I'm trying to run a SVM classifier but it runs endlessly, its been 6 hours now and it's still running. This is the code
import numpy as np
from sklearn import preprocessing, model_selection, neighbors, svm
from sklearn.metrics import confusion_matrix
from sklearn import metrics
import pandas as pd
import cv2
import os
from random import shuffle
from tqdm import tqdm
import pandas as pd
df = pd.read_csv('dataset_binary.csv')
df.replace('?',-99999, inplace=True)
X = np.array(df.drop(['label'], 1))
y = np.array(df['label'])
X_train, X_test, y_train, y_test = model_selection.train_test_split(X, y, test_size=0.1)

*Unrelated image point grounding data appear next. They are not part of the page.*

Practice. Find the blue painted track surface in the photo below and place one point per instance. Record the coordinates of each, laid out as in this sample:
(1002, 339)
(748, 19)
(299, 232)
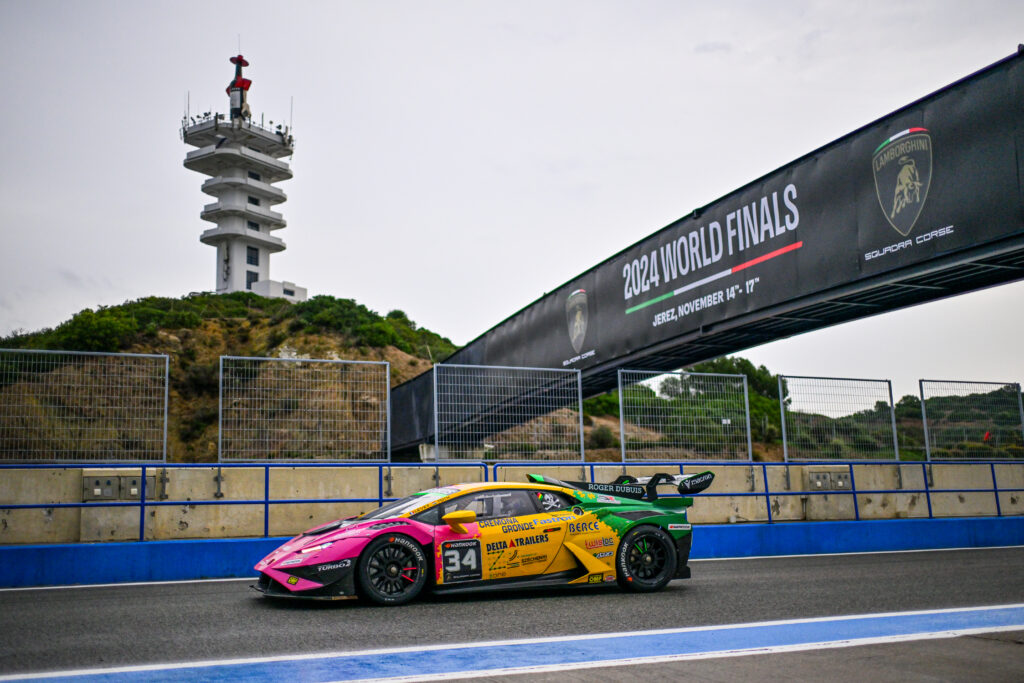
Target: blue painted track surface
(591, 649)
(177, 560)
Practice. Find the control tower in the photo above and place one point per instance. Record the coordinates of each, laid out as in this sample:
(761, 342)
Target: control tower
(244, 161)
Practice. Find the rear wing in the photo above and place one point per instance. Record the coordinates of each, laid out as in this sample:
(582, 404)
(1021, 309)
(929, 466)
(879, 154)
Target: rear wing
(640, 488)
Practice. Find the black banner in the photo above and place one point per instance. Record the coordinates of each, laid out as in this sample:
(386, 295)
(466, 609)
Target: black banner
(936, 177)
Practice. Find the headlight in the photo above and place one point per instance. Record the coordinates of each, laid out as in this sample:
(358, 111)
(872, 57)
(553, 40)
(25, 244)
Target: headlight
(316, 549)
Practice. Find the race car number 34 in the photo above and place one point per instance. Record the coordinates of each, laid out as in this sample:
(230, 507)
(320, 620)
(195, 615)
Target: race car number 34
(461, 560)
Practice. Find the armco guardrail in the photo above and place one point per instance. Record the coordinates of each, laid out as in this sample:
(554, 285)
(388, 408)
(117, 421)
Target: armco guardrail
(847, 487)
(143, 503)
(771, 487)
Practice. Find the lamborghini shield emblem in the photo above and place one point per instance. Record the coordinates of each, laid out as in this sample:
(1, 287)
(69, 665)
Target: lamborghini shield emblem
(576, 316)
(902, 167)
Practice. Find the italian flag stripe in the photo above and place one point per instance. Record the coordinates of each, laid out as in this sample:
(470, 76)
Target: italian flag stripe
(908, 131)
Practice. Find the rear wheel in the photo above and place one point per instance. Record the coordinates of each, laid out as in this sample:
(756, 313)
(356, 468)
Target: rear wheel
(646, 559)
(392, 570)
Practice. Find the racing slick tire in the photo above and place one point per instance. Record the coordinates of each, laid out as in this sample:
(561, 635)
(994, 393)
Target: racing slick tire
(392, 570)
(646, 559)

print('Test Train Split Done')
clf = svm.SVC(kernel = 'linear')
clf.fit(X_train, y_train)
svm_predictions = clf.predict(X_test)
print('Classification')
accuracy = clf.score(X_test, y_test)
print("Accuracy =", accuracy)
report = metrics.classification_report(y_test,clf.predict(X_test))
print("Report")
print(report)
su_vec = clf.support_vectors_
print('support vectors')
print(su_vec)
The csv file which is the dataset here looks like this Screenshot of the CSV file
The CSV file has got 492981 entries
I'm running it in my laptop which is Core i7 9th Gen with 16 Gigs of RAM and GTX 1660 Ti GPU but i'm not using the GPU yet.
This seemed like a pretty straightforward code to run but it's been 6 hrs and it's still running What am I doing wrong here ?
CodePudding user response:
Try using SVC , that might solve the issue but it looks fine to me, SVM can be used both for classification and regression and thus uses more computing power, where as svc is only for classification purpose so uses less computing power so it will reduce the load on your cpu or simply use google collab.
CodePudding user response:
If you data is continous (e.g. not categorical or of a mixed-type), then you could aid the SVM by scaling the data (e.g. StandardScaler
or MinMaxScaler
). This should speed up the training.